其實《寄生蟲》是一部看了前五分鐘就能大概理解其中心思想的電影,但這不妨礙它是一個好劇本的事實。鏡頭語言很有感染力,演員表演很有說服力,敘事節奏不緊不慢正正好好。可以說是給當代觀影環境答出滿分的標準答案。
當然它很酷,但是這不是我喜歡的電影。我覺得它在很多地方做過頭了。很多地方沒有必要、過於戲劇性且太過拖沓——我不知道是否在當代社會,不努力嘶吼就不能受到關註。太過了。這就是我不喜歡的原因。
最後的最後,片中兒子給出的答案是「要變得有錢」。豆瓣上的高贊評論說「這個電影中富人什麽都沒做錯,但是就是讓人恨他們」。錢是最終的問題嗎?顯然不是。有更多的問題被纏繞在這個被異化了的社會構架中。錢只是其中很表面、很膚淺的元素而已。可是通過這些回應,你看到這個社會中的人是依靠著怎樣的意識形態生活的。所以這些人,一代又一代,都在重復上一代。
它是一部很好的商業電影。但這不代表它是一部好電影。近幾年因為一部電影走進電影院的機會越來越少了。打開Fandango,清一色都是製作精良的商業作品,大部分是漫威和迪斯尼。可看的很少了。有的時候在家裏搭小電影院。在電影節的時候才會買一大疊電影票,整天泡在電影院裏。

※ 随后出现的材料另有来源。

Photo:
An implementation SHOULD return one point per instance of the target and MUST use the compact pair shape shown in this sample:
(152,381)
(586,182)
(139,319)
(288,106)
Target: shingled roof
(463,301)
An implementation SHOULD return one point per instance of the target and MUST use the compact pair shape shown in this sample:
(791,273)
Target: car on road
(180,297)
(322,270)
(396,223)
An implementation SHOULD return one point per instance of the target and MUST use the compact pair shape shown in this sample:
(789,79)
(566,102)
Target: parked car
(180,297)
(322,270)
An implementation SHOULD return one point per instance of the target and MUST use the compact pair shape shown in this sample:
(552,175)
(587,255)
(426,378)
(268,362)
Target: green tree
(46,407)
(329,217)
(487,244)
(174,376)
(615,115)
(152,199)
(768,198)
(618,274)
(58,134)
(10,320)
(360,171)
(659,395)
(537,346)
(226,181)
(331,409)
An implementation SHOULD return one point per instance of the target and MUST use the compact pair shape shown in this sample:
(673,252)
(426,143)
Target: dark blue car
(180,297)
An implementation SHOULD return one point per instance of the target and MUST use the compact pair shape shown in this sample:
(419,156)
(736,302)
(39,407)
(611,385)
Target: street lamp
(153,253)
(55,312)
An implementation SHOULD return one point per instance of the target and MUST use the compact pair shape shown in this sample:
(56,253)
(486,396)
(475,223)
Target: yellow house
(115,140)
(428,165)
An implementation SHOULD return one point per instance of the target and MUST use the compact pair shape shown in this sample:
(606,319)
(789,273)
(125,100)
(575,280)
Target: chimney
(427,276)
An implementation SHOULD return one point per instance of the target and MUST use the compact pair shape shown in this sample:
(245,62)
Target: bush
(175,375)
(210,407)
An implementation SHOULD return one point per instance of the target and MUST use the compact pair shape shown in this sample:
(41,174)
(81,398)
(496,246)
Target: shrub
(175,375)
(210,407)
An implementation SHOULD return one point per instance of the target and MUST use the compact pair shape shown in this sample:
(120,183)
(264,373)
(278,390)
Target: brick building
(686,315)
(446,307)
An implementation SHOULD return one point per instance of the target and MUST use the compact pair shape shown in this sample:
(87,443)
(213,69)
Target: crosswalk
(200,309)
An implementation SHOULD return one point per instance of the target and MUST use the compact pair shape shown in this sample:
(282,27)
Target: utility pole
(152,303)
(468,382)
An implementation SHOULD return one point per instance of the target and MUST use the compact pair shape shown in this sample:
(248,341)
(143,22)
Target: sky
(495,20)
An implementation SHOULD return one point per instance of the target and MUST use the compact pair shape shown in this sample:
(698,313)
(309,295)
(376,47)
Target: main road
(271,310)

不是說商業電影不好,而是說他們的娛樂性遠大過於電影本質性的一些東西。娛樂性的目的指向消費:消費作品,消費製作,消費觀念。就像快銷品牌劣質的毛衣,還有垃圾食品的十分鐘滿足感。越來越多的人走進電影院,為的是兩個小時的歡笑和刺激。他們想要舒服的大沙發,一大份爆米花和還說得過去的故事,而不是電影。
沒有質感。更精確地說是沒有精神。藝術史課上,我說「太過精準的東西不能被稱為藝術,就像刺客信條。她是好作品,但是她不是藝術。」某美國人跳起來說「現在的藝術有太多形式。你沒法說某某某不是藝術。」
沒錯。問題就在這裏。太多形式。形式大過內容,形式大過精神。我永遠都不會認為那個把馬裏奧藍天白雲圖層截下來的「藝術家」做的是藝術。我永遠不會認為把破銅爛鐵收集起來做巨大「雕像」是藝術。我永遠不會認為一個尿壺是藝術。就像我永遠不會認為消費主義是藝術、漫威電影是電影一樣。
我並不想給藝術一個非常明確的、語言可以形容的概念。但是我們應該問自己藝術的邊界在哪裏。如果這個問題太過敏感,那我們可以問好藝術的邊界在哪裏。重要的從來不是概念,而是背後的精神。不要讓你的嘴來回答這些問題,用你的眼睛和心來回答這些問題。